Example 3: Create PySpark DataSource for streaming read and write

To demonstrate PySpark DataSource stream reader and writer capabilities, create an example data source that generates two rows in every microbatch using the faker Python package. For more information about faker, see the Faker documentation.

Install the faker package using the following command:

Python
%pip install faker

Step 1: Define the example DataSource

First, define your new PySpark DataSource as a subclass of DataSource with a name, schema, and methods streamReader() and streamWriter().

Python
from pyspark.sql.datasource import DataSource, DataSourceStreamReader, SimpleDataSourceStreamReader, DataSourceStreamWriter
from pyspark.sql.types import StructType

class FakeStreamDataSource(DataSource):
    """
    An example data source for streaming read and write using the `faker` library.
    """

    @classmethod
    def name(cls):
        return "fakestream"

    def schema(self):
        return "name string, state string"

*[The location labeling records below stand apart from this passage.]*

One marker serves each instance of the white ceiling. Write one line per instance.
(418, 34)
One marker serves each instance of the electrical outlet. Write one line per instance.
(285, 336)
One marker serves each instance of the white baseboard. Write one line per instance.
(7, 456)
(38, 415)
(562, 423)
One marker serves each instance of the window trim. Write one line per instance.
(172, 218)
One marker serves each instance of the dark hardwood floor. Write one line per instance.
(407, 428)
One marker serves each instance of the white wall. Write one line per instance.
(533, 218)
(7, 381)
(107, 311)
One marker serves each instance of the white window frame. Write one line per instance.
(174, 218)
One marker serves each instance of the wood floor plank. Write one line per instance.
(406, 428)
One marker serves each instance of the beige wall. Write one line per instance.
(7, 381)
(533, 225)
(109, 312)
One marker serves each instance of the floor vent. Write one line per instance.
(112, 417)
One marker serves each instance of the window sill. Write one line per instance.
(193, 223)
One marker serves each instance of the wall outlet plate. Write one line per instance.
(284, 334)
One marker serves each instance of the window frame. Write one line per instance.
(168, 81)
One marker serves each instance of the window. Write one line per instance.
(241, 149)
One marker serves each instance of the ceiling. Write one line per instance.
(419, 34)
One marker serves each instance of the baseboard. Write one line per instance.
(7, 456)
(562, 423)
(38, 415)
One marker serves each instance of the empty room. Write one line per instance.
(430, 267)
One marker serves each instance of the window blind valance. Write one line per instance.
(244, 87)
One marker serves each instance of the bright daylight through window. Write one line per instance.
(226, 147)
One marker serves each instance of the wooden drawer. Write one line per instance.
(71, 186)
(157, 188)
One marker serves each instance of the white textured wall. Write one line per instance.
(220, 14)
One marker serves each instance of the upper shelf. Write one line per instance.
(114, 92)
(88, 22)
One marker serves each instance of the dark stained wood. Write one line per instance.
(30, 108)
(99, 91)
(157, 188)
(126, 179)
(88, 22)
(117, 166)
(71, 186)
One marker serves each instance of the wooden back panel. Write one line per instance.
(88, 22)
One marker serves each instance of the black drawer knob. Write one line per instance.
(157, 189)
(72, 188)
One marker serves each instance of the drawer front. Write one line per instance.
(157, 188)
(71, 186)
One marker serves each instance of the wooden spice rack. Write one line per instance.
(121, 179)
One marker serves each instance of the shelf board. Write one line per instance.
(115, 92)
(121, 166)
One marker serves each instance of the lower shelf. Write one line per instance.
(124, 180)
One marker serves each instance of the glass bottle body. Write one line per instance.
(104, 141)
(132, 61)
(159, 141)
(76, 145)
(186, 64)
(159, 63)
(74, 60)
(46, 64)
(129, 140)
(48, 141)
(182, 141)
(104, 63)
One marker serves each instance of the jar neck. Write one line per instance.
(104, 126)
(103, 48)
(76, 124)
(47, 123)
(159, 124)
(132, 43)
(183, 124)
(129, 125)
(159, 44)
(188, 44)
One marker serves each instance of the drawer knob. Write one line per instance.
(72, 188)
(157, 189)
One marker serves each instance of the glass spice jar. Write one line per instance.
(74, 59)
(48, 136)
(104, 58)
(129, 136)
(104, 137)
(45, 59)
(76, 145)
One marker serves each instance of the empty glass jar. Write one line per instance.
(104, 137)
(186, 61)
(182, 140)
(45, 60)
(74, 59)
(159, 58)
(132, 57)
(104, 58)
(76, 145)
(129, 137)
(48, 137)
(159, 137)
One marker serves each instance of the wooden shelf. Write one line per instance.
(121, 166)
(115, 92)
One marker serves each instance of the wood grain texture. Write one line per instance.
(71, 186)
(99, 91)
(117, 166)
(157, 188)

    def streamReader(self, schema: StructType):
        return FakeStreamReader(schema, self.options)

    # If you don't need partitioning, you can implement the simpleStreamReader method instead of streamReader.
    # def simpleStreamReader(self, schema: StructType):
    #    return SimpleStreamReader()

    def streamWriter(self, schema: StructType, overwrite: bool):
        return FakeStreamWriter(self.options)

Step 2: Implement the stream reader

Next, implement the example streaming data reader that generates two rows in every microbatch. You can implement DataSourceStreamReader, or if the data source has low throughput and doesn't require partitioning, you can implement SimpleDataSourceStreamReader instead. Either simpleStreamReader() or streamReader() must be implemented, and simpleStreamReader() is only invoked when streamReader() is not implemented.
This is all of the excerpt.